Lange Zeit war die Personalentwicklung pädagogischen und psychologischen Verfahren vorbehalten. Neueste wissenschaftliche Erkenntnisse stellen nun ein neues Konzept in den Vordergrund – die Neurobiologie. So ist mittlerweile nachgewiesen, dass Hormone einen großen Einfluss auf unsere Persönlichkeit nehmen und wichtige Eigenschaften wie beispielsweise Neugierde, die Bereitschaft für Veränderungen oder Aufmerksamkeit zu stärken. So kommen in letzter Zeit immer mehr Impulse zu Führung, Veränderung und Gesundheit aus der sozialen Neurowissenschaft. In meinem heutigen Beitrag möchte ich der biologischen Personalentwicklung einen gebührenden Platz im HR-Wesen einräumen und die Vorteile darlegen, die dieser Ansatz mit sich bringt. Aus meiner Sicht sprechen vor allem zwei Argumente für einen Einfluss der Biologie in die Personalentwicklung:

  • ihre objektive Messbarkeit sowie
  • ihre Überzeugungskraft

Was Ersteres betrifft, wissen wir aus zahllosen Persönlichkeitsfragebögen und Test, wie sehr diese von unmittelbar vorher gemachten Erfahrungen abhängen. Eine Prüfung von Blutzucker oder Cortisolwert sind nicht dagegen weitestgehend unabhängig und so ein wesentlich objektiveres Kriterium. Hierzu ein kleines Beispiel: Anhand des Blutzucker-Gedächtnisses der letzten 90 Tage, dem sog. HBA 1c-Wert, kann medizinisch die Verzuckerung des Blutes gemessen werden.
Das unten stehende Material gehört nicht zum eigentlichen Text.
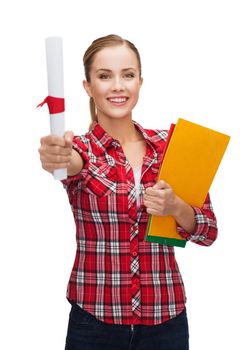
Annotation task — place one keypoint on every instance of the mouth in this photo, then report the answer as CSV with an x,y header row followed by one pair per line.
x,y
118,101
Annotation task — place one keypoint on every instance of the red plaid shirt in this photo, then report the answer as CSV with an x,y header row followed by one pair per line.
x,y
117,276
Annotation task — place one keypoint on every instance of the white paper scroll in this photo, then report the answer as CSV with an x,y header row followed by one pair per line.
x,y
54,52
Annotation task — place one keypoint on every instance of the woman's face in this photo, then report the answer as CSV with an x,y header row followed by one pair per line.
x,y
114,82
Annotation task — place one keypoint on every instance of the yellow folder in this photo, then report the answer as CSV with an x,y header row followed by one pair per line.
x,y
192,156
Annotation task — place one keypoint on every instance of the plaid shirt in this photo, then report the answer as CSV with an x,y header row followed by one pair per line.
x,y
117,276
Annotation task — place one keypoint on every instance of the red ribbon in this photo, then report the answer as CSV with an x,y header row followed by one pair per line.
x,y
55,104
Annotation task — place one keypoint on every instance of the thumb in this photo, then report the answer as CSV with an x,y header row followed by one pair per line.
x,y
68,137
161,184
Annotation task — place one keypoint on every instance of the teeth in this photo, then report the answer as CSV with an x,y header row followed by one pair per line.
x,y
118,99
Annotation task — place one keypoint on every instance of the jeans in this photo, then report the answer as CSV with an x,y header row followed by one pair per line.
x,y
85,332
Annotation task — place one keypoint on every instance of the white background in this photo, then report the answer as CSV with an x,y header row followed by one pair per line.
x,y
191,58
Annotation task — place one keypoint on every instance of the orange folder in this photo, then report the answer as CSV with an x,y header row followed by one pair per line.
x,y
192,156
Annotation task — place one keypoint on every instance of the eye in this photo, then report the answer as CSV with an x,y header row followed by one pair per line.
x,y
104,76
129,75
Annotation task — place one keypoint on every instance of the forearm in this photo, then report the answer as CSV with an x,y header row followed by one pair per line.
x,y
205,231
185,216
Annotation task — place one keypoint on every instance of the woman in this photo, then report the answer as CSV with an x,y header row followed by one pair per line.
x,y
125,293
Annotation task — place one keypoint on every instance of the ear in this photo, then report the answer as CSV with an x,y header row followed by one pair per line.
x,y
87,88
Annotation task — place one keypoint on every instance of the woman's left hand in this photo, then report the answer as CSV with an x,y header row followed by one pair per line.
x,y
161,200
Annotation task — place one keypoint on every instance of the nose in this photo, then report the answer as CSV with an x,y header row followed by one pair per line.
x,y
117,84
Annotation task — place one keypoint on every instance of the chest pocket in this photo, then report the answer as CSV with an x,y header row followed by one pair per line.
x,y
100,179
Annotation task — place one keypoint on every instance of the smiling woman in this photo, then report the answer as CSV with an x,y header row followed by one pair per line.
x,y
113,83
123,290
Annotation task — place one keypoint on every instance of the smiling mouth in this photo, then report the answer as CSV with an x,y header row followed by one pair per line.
x,y
118,101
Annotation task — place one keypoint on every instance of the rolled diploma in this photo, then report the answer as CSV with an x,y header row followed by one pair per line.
x,y
54,53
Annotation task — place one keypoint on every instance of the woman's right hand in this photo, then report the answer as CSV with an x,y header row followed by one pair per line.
x,y
56,152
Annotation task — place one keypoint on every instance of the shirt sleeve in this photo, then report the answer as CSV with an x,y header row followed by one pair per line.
x,y
205,232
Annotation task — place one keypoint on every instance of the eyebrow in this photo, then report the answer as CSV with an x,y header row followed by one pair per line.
x,y
109,70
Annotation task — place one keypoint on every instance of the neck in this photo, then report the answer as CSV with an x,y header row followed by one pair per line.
x,y
121,129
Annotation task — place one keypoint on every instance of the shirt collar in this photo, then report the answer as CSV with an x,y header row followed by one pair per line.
x,y
103,139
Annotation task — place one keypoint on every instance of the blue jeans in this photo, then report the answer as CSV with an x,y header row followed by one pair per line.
x,y
85,332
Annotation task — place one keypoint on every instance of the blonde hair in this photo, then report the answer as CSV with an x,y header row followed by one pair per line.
x,y
96,46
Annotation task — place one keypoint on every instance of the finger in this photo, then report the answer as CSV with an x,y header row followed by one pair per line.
x,y
55,159
161,184
53,166
155,212
52,140
58,150
153,192
68,137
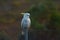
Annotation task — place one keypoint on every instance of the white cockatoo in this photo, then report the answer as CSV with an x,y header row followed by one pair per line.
x,y
26,22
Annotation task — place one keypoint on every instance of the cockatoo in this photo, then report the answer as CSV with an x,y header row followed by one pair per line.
x,y
26,22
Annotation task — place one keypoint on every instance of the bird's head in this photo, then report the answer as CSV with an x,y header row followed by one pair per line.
x,y
26,14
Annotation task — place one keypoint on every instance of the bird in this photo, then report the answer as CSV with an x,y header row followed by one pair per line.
x,y
26,22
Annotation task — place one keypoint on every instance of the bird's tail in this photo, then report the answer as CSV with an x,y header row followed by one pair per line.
x,y
22,32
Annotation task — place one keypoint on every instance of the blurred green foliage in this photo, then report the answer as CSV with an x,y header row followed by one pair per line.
x,y
4,36
43,10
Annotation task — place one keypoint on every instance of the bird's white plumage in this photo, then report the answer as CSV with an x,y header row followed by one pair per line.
x,y
26,22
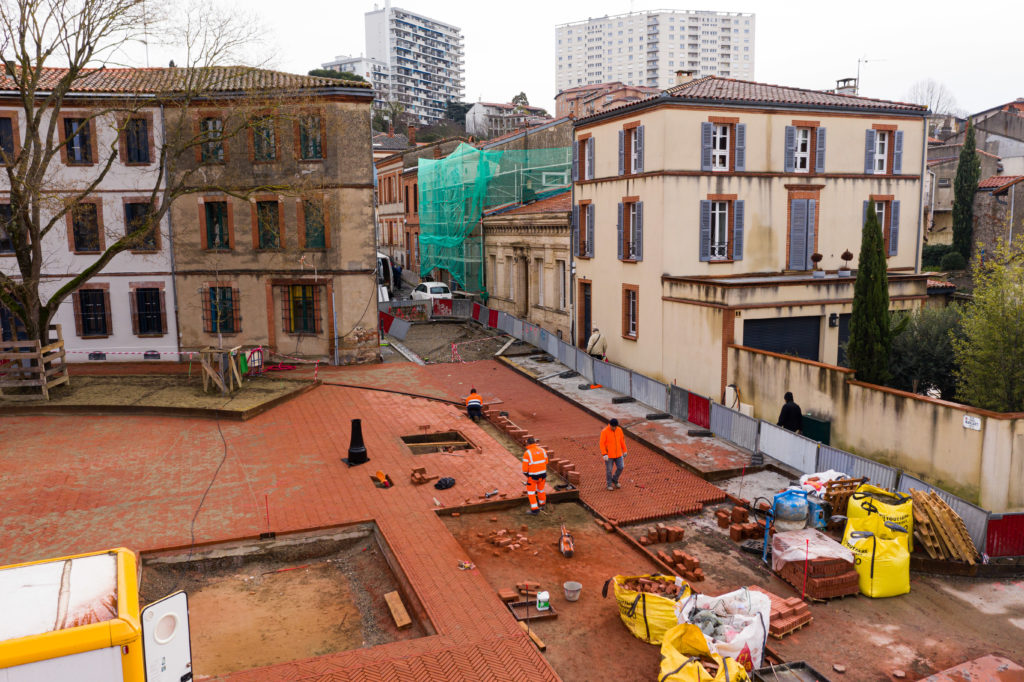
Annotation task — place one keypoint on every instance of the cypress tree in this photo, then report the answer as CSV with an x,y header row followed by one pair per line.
x,y
965,186
870,337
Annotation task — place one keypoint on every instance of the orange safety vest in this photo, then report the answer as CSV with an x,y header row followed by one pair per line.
x,y
535,460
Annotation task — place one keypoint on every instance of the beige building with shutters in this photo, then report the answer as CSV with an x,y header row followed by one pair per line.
x,y
697,211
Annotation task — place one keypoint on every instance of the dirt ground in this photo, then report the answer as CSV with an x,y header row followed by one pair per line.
x,y
588,640
163,391
266,611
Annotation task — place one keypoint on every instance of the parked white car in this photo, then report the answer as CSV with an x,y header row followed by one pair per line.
x,y
426,291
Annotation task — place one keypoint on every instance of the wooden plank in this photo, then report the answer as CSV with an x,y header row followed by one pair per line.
x,y
398,611
532,635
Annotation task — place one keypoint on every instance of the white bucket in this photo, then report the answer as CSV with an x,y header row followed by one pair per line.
x,y
571,590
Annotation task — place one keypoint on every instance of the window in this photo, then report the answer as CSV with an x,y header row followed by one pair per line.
x,y
217,232
264,140
85,228
78,144
630,311
312,218
137,214
267,224
302,309
148,316
309,137
212,136
137,140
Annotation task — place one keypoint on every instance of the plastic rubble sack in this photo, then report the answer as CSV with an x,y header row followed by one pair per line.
x,y
647,615
684,654
882,560
805,545
894,507
732,625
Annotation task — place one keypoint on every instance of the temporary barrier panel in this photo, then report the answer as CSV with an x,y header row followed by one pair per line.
x,y
649,391
856,467
975,518
698,411
790,449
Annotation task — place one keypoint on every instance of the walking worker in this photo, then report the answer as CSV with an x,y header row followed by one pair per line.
x,y
535,465
474,405
612,451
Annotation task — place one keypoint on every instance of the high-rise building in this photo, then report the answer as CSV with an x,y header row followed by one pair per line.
x,y
648,47
413,59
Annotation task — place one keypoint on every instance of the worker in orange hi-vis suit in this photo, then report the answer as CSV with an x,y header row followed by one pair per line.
x,y
535,465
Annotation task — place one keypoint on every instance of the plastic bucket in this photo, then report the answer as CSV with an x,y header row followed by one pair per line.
x,y
571,590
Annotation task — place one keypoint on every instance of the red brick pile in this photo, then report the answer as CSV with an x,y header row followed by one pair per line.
x,y
786,614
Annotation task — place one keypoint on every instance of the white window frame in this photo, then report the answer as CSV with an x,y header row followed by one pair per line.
x,y
720,147
802,151
719,230
881,152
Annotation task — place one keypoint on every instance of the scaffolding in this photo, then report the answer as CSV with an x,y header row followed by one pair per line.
x,y
456,192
Je höher diese ist, desto höher ist auch die Entzündungsbereitschaft des Körpers, was zu einer negativen Auswirkung auf Kreativität und Konzentration führen kann. Der bekannte Spruch „In einem gesunden Körper steckt auch ein gesunder Geist“ ist inzwischen auch durch die Neuroimmunologie belegt. Ein weiterer, beispielhafter Marker, ist Cortisol – unser Vitalitätshormon. Es versorgt uns tagsüber mit ausreichend Energie und abends für Müdigkeit und einen tiefen, erholsamen Schlaf. Haben wir einen niedrigen Cortisolwert oder gar einen umgekehrten Verlauf, sind damit nicht selten Schlaf- oder Konzentrationsstörungen verbunden.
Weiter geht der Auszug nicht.